Il ministro Speranza ha accolto la notizia del Global Health Summit con entusiasmo. Pone, come ha scritto su Twitter, l’Italia al centro della sfida per una nuova sanità. Eppure il nostro Paese – che viene spesso raccontato come fanalino di coda – rappresenta un’eccellenza sanitaria e farmaceutica nel panorama europeo e internazionale. Perché non siamo ancora riusciti a trasmettere questo messaggio?
Su questo non sono d’accordo. Credo anzi che oggi tutto il mondo riconosca la straordinaria capacità mostrata dall’Italia nel reagire in maniera tempestiva ed efficace alla pandemia, merito dell’eccellenza dei nostri medici, infermieri e operatori sanitari, e di scelte politiche serie e coraggiose. Si tratta di dati oggettivi che fanno del nostro Paese un modello di resilienza, tanto che l’Organizzazione mondiale della sanità a più riprese ha definito “esemplare” la risposta italiana, plaudendo all’unità nazionale, alla solidarietà dei cittadini e alla dedizione e al sacrificio del personale sanitario.

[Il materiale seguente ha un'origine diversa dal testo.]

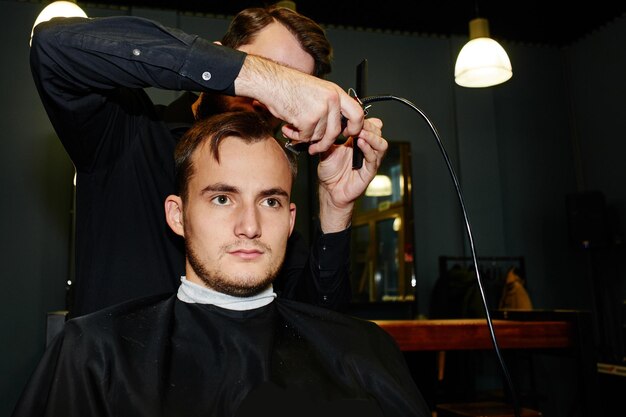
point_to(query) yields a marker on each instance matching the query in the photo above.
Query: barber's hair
(248, 126)
(311, 36)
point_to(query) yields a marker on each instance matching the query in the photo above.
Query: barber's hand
(311, 107)
(339, 184)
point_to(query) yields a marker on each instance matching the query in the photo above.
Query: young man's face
(273, 42)
(238, 216)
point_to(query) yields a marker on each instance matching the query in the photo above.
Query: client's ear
(174, 214)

Su Twitter ha invitato ed esortato a ridare valore al diritto alla salute, alla centralità e a una sanità equa e accessibile. Secondo lei, cosa dobbiamo fare perché ciò avvenga? Quali sono gli step auspicabili affinché ciò non resti solo sulla carta?
In questi due anni abbiamo sostituito la parola “tagli” con la parola “investimenti” per rafforzare il nostro servizio sanitario nazionale. Abbiamo aumentato i posti letto in terapia intensiva, potenziato la rete ospedaliera e incrementato le borse di specializzazione per superare l’imbuto formativo. Altre priorità, a mio avviso, sono rappresentate dall’incremento delle reti territoriali, dagli investimenti nella ricerca, nella lotta alle inefficienze e agli sprechi, ma soprattutto nel superamento delle differenze territoriali nell’accesso alle cure. A tutti i cittadini da nord a sud deve essere garantito lo stesso diritto alle cure.

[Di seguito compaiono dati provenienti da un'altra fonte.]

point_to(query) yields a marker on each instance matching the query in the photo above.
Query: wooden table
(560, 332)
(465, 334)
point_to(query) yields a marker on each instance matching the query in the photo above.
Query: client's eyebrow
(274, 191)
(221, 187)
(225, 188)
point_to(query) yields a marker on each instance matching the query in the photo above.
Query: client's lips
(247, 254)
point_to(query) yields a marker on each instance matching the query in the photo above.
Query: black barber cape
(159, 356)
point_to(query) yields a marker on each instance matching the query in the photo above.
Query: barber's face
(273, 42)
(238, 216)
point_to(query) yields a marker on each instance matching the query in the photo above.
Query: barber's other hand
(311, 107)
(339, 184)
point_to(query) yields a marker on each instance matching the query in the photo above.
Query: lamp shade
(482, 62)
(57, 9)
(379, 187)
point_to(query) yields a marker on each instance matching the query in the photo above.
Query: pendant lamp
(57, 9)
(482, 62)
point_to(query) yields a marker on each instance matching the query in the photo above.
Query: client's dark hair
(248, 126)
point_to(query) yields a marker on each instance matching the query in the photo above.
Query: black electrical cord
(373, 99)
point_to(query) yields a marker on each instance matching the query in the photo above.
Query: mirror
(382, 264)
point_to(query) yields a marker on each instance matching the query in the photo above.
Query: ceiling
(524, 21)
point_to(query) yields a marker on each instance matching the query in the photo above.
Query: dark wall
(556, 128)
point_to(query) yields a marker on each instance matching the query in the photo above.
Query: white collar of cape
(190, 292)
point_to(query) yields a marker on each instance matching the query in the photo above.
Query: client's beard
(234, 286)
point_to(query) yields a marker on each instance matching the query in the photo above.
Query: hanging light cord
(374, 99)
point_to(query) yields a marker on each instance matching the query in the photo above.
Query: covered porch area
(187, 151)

Abbiamo toccato con mano quanto importante sia supportare l’impresa farmaceutica e dei dispositivi medici in Italia, purtroppo trascurata sino all’avvento del Covid. Per un’inversione di marcia, quanto pensa possa essere importante la collaborazione fra ministeri, e in particolare fra il ministero della Salute e il Mise?
La collaborazione tra ministeri è fondamentale, e posso dire con piacere che in tema di salute fino ad oggi ho riscontrato una comunione di intenti non solo tra i diversi ministeri ma anche tra le diverse forze politiche. Nei decreti varati durante l’emergenza Coronavirus abbiamo cercato di dare un maggiore supporto economico sia all’impresa farmaceutica che a quella dei dispositivi medici per assicurarne la disponibilità a tutti i cittadini. Credo sia molto importante in questi settori lavorare anche in sinergia con gli altri Paesi europei, individuando una strategia comune al fine di ridurre la dipendenza da Paesi terzi, soprattutto nei periodi di crisi.